Sony and Bertelsmann have appealed against an annulment of their joint venture that created the world’s number two music company. In July, the Court of First Instance annulled the European Commission’s decision to approve the venture (see our August Music Law Updates. German media group Bertelsmann said in a statement it and Sony had filed the appeal because “the EU Commission’s 2004 decision to clear the Sony BMG recorded music joint venture was correctly decided on both the law and the facts”. The appeal process is likely to take about a year. Meanwhile the European Commission will concurrently undertake a renewed review of Sony and
Bertelsmann’s original merger proposals (annulment issued by the Court Of First Instance simply overturned the original approval on procedural grounds, it did not actually state whether the merger itself was, in fact, anti-competitive – that is for the Commission to decide anew). Bertelsmann said “parties will be providing current market data and other information requested by the Commission in the next few weeks”.

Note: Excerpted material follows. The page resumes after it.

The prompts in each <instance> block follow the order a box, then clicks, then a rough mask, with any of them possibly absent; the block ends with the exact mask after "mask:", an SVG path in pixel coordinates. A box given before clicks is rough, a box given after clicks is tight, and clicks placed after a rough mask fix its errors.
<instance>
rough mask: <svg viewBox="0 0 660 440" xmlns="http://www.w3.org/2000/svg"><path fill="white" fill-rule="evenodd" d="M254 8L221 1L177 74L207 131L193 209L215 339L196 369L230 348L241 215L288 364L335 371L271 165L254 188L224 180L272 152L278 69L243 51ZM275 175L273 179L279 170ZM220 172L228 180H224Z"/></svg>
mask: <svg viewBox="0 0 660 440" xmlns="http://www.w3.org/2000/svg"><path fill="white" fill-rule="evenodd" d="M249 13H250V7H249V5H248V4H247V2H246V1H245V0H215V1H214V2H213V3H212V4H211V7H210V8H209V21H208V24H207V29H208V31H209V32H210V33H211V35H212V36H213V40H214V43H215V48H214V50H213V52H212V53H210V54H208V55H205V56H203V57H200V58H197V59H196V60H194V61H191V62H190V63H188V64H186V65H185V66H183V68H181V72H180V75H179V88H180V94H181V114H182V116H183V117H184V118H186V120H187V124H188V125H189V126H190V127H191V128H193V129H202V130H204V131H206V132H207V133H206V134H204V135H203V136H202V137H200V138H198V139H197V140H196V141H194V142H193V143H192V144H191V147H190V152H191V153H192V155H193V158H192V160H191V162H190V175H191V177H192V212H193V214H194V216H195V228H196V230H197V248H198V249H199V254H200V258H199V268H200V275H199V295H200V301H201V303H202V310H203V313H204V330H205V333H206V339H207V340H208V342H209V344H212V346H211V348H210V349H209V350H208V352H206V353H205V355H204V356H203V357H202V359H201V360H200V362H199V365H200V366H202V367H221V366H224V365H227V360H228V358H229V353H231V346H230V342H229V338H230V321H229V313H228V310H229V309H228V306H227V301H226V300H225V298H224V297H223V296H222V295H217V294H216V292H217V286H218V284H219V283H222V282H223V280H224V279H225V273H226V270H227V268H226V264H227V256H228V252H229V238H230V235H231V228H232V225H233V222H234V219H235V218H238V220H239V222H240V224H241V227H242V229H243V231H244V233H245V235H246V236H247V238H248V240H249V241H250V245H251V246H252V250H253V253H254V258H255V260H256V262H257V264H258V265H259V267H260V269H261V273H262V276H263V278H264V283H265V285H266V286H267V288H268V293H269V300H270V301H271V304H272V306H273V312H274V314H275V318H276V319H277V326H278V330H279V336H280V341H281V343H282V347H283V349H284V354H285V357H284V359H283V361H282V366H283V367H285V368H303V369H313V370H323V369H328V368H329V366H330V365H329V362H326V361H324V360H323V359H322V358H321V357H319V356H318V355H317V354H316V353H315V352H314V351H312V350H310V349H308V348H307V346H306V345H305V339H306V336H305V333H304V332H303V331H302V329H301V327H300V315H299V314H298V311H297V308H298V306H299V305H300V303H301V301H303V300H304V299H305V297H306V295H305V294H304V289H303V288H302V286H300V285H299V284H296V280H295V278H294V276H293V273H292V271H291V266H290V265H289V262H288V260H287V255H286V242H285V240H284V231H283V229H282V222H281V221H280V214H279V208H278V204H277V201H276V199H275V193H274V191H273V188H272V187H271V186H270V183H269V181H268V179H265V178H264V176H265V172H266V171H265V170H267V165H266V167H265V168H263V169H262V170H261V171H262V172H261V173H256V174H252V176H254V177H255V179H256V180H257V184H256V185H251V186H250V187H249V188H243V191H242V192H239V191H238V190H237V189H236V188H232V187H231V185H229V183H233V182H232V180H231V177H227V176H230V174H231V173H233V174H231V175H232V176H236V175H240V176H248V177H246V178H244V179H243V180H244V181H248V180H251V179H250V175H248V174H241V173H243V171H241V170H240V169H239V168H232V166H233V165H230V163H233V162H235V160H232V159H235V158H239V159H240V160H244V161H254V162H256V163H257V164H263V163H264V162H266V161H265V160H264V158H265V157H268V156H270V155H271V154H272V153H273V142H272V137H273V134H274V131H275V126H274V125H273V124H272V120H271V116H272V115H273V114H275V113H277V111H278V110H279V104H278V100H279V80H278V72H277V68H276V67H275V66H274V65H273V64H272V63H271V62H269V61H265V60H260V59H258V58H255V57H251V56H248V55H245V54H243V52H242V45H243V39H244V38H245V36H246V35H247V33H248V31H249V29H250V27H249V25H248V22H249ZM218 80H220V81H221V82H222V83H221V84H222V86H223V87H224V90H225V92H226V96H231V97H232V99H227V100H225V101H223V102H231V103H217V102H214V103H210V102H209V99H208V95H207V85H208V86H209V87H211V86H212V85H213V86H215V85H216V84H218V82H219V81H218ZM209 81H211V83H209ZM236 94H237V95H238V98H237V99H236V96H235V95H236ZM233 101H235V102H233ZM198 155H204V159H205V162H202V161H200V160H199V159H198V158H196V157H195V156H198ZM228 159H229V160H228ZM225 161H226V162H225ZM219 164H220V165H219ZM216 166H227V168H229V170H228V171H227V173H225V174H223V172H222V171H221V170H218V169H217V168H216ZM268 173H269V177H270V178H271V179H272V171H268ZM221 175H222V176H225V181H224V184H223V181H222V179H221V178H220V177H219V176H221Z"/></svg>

As European officials closely monitor the music industry, it appears that Vivendi is going to restructure the way it buys BMG Music Publishing from Bertlesmann after EC officials expressed concerns regarding the conglomerates existing plans. Universal Music owner Vivendi successfully bid for the publishing company but the finalisation of the deal cannot go ahead until European officials give the takeover the go ahead (such approval is needed given Universal’s existing music and music publishing assets). Vivendi has proposed a solution to this problem using what is called the “hell or high water clause”. Basically, Vivendi pay the money to a third party, probably a bank, who would pass it on to Bertelsmann. The third party would then actually own BMG Music Publishing, until EC approval is achieved (assuming it is, of course), and then ownership of the company passes to Vivendi. However, EC officials are apparently not very keen on this increasingly used trick. One alternative solution is that Vivendi would pay for the publishing firm, but that Bertelsmann would continue to officially own it, in essence acting as a “custodian” of a company they have actually sold, until regulatory approval is obtained.